Last July the European Investment Fund (EIF) in principle chose UAB BaltCap Management to manage a new risk capital fund dedicated to investing into Lithuanian small and medium size companies (SMEs). This Risk Capital fund will have a target size of €20 million and will provide start-up and expansion financing for micro, small and medium size companies that have growth potential and are located in Lithuania. The fund will be taking equity stakes between €0.3-3m with the aim to build a diversified portfolio of circa 10 to 15 SMEs. In addition, EIF has selected UAB Strata and Mes Invest to manage an €8 million Business Angels Co-investment Fund, investing together with other angel investors. This activity will also encourage angel investors to operate a network and share co-investment opportunities as well as increase acceptance and knowledge of risk capital as a means of finance among local entrepreneurs.

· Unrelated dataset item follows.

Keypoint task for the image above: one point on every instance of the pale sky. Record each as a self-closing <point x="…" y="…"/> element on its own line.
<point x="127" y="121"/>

Furthermore, only last Thursday EIF also selected three banks to manage €120 million for Lithuania JEREMIE Holding Fund loan instrument (Joint European Resources for Micro to Medium Enterprises, the new initiative aiming to develop and foster the role of entrepreneurship within the EU). This Funded Risk Sharing Instrument allows selected banks to provide up to €240 million of investment and working capital loans for the development and expansion of micro, small and medium size companies in Lithuania.

All this activity still leaves me asking can this small nation’s competitive basketball-like spirit alone sustain the growth of entrepreneurship? Is more effort required to develop an integrated and sustainable entrepreneurial ecosystem comprising startups service providers, investors, educational programmes, academia, and local and central government agencies? And what lessons can we learn from the experience of start-up ecosystems elsewhere? What do you think?